Seriti is a non-profit company and public benefit organisation. The organisation is governed by a board of distinguished professionals and is led by black women. A Level 1 B-BBEE compliant social enterprise, Seriti Institute reinvests surplus revenue from fees-for-service on its programmes and consulting assignments back into community development initiatives. With a diverse range of expertise, Seriti is well-placed to achieve impact at scale. Seriti’s mission is to help communities and social partners reach their goals by delivering innovative and comprehensive solutions.

https://seritiza.com

 

AFRA

 

AFRA is a land rights advocacy non-governmental organisation (NGO) working to support marginalised black rural people, with a focus on farm dwellers. We are working towards an inclusive, gender equitable society where rights are valued, realised and protected, essential services are delivered, and land tenure is secure. We work intensively with communities in and around the uMgungundlovu District Municipality in KwaZulu-Natal, South Africa, and extensively in offering support and advice.

https://afra.co.za/

 

GenderCC

GenderCC Southern Africa – Women for Climate Justice is a non-governmental organization registered in South Africa in 2010 that is working with women, gender activists, civil society organizations and gender & climate experts from the Southern African region working for women’s rights, gender equality and climate justice. GenderCC Southern Africa is part of the GenderCC-International, a network serviced by the organization of the same name, a not-for-profit charitable organization based in Berlin, Germany. GenderCC S.A. has evolved in the context of the global climate change process but its activities, connections and learnings include women and gender experts at all levels (local, provincial, national, regional and International), as well as in policy, research and practical project implementation and capacity building of local community’s in Agroecology.

 

GenderCC S.A. has been working on different projects that focuses on Climate Change, Gender Equality and environmental sustainability, Resilient Agricultural Practices and Food Security with rural & local communities in all the nine provinces of South Africa as well as the peri-urban and urban parts of the Gauteng Province of South Africa, Zimbabwe and Mozambique.
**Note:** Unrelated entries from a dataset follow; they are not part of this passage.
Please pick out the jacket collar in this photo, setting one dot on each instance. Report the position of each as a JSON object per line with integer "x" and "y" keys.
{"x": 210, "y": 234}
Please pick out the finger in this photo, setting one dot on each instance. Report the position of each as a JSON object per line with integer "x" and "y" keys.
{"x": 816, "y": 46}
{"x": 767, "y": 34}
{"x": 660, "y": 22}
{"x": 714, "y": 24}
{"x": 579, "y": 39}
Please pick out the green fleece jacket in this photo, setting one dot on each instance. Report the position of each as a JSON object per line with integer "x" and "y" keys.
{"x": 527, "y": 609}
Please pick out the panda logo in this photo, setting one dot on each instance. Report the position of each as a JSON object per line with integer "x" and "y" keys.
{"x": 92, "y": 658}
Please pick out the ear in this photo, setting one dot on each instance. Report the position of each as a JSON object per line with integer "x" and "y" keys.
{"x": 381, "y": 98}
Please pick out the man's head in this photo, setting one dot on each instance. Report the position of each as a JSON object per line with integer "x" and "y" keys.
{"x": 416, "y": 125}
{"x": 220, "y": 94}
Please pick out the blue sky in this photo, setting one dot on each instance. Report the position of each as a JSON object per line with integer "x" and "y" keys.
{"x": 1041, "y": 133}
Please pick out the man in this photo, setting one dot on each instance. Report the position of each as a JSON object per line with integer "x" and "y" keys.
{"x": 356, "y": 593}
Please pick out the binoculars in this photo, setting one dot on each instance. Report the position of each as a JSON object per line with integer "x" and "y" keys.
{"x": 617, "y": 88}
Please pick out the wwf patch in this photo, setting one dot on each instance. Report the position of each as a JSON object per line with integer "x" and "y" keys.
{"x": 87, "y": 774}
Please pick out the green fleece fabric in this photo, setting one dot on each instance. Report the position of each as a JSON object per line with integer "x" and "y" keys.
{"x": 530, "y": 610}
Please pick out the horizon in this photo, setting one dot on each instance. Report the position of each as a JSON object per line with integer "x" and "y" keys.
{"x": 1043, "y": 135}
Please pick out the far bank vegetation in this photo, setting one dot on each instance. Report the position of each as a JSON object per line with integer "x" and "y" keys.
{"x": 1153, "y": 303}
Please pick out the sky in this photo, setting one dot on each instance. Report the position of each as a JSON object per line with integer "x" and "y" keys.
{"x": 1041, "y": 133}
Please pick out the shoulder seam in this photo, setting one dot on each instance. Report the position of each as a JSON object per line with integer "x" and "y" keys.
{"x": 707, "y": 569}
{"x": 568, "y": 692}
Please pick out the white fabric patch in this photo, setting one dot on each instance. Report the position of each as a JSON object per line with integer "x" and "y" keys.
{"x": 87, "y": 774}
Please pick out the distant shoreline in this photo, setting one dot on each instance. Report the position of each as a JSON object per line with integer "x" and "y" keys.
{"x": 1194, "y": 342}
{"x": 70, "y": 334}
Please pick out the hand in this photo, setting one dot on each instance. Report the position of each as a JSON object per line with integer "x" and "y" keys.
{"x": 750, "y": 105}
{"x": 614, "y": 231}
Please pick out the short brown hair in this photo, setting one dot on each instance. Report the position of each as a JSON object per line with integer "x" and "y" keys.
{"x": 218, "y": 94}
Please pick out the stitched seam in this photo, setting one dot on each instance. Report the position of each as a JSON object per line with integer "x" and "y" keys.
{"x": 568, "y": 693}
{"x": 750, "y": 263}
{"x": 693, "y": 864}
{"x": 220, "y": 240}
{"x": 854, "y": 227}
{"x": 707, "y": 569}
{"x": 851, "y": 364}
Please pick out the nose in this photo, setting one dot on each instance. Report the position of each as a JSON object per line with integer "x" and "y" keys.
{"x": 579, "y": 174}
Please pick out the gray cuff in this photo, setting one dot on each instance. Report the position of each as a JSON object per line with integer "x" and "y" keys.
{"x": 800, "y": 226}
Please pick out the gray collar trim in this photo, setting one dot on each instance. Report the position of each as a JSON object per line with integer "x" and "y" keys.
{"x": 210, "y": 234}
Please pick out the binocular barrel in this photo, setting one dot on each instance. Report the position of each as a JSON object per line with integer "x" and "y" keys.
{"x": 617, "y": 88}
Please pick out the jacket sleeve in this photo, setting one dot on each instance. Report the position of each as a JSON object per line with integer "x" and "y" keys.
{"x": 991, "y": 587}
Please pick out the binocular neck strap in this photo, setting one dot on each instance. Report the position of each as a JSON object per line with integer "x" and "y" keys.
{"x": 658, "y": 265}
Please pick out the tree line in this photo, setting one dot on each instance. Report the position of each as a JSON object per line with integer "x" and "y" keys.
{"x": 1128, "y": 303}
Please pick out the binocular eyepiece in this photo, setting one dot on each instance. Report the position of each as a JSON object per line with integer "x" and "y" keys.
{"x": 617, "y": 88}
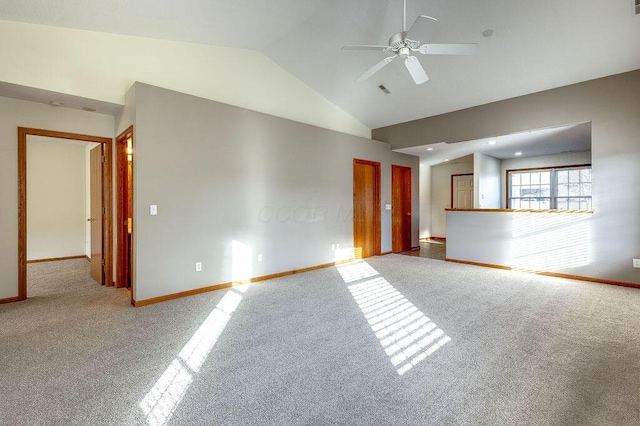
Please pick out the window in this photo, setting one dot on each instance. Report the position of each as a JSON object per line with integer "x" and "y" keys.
{"x": 565, "y": 188}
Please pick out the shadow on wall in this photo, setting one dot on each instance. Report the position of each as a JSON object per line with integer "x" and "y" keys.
{"x": 550, "y": 241}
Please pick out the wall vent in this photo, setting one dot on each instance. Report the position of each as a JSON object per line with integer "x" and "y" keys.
{"x": 387, "y": 91}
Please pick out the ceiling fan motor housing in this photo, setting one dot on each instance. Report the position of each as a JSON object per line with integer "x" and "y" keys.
{"x": 399, "y": 41}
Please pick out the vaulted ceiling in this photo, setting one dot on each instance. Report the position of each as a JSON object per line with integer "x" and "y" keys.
{"x": 536, "y": 45}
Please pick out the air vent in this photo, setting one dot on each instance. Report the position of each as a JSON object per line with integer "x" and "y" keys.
{"x": 387, "y": 91}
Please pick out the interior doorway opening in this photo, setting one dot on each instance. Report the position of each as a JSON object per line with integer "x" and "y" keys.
{"x": 99, "y": 221}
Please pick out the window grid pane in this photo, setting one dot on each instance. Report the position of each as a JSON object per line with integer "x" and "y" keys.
{"x": 535, "y": 189}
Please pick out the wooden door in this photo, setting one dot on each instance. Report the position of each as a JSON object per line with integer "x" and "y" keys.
{"x": 366, "y": 208}
{"x": 124, "y": 208}
{"x": 95, "y": 164}
{"x": 462, "y": 191}
{"x": 401, "y": 208}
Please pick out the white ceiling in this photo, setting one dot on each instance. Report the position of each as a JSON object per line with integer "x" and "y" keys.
{"x": 536, "y": 45}
{"x": 531, "y": 143}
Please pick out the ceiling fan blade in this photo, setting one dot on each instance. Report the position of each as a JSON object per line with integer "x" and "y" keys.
{"x": 415, "y": 69}
{"x": 418, "y": 25}
{"x": 363, "y": 47}
{"x": 377, "y": 67}
{"x": 448, "y": 49}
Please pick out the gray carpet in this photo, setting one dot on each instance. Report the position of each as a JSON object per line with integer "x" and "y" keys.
{"x": 396, "y": 340}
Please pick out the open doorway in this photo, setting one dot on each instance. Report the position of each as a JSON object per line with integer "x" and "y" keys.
{"x": 96, "y": 248}
{"x": 124, "y": 207}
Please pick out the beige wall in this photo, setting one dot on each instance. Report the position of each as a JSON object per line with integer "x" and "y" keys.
{"x": 612, "y": 105}
{"x": 14, "y": 113}
{"x": 231, "y": 184}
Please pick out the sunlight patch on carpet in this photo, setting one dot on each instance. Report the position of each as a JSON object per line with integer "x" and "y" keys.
{"x": 406, "y": 334}
{"x": 162, "y": 400}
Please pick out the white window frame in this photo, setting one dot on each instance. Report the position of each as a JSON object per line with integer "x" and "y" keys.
{"x": 553, "y": 185}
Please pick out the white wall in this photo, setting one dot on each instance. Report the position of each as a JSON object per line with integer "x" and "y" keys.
{"x": 612, "y": 105}
{"x": 486, "y": 182}
{"x": 14, "y": 113}
{"x": 564, "y": 159}
{"x": 231, "y": 184}
{"x": 441, "y": 191}
{"x": 87, "y": 162}
{"x": 103, "y": 66}
{"x": 56, "y": 198}
{"x": 541, "y": 241}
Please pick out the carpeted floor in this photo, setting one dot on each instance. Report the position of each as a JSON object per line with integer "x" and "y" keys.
{"x": 393, "y": 340}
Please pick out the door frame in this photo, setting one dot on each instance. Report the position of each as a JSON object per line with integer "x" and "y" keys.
{"x": 122, "y": 260}
{"x": 378, "y": 215}
{"x": 402, "y": 231}
{"x": 451, "y": 185}
{"x": 107, "y": 234}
The organization contributed extensively to the South African National Climate Change Response Policy in 2010 where it partnered with various gender and environmental organizations to integrate gender in the Policy Framework.

www.gendercc.org.za

 

SAFL

 

The Southern Africa Food Lab (Food Lab) is a multi-stakeholder initiative that brings together food systems actors to identify and pilot innovative means to achieve long-term changes to the food system through the use of collaborative learning and facilitation. Over the past decade, the Food Lab has successfully facilitated collaboration and dialogue, not just raising awareness, but effectively catalysing action to foster innovations and experimental action towards a thriving, just and sustainable food system. Building on a wide network, from local grassroots organisations to international communities of practice, it brings together diverse, influential actors in regional food systems to respond to systemic challenges in creative ways and to inspire change in how we think about and act on complex social problems in food systems. In essence, this is distilled into “dialogue into action” to drive food system transformation.

 

Housed at Stellenbosch University in the Western Cape of South Africa, the Food Lab is governed by an Advisory Board of unprecedented diversity in the region, comprising stakeholders from corporate, grassroots, NGO, academic, and government sectors, working together to transform the food system from farm to table. They ensure that the design and facilitation of Food Lab processes create spaces to enable transformation by generating innovations that challenge and change existing roles and routines, power dynamics, relations among groups and networks, resource flows, as well as meaning and values across different contexts and scales. The social innovations that emerge are based on emergent ideas coupled with new relationships and commitment.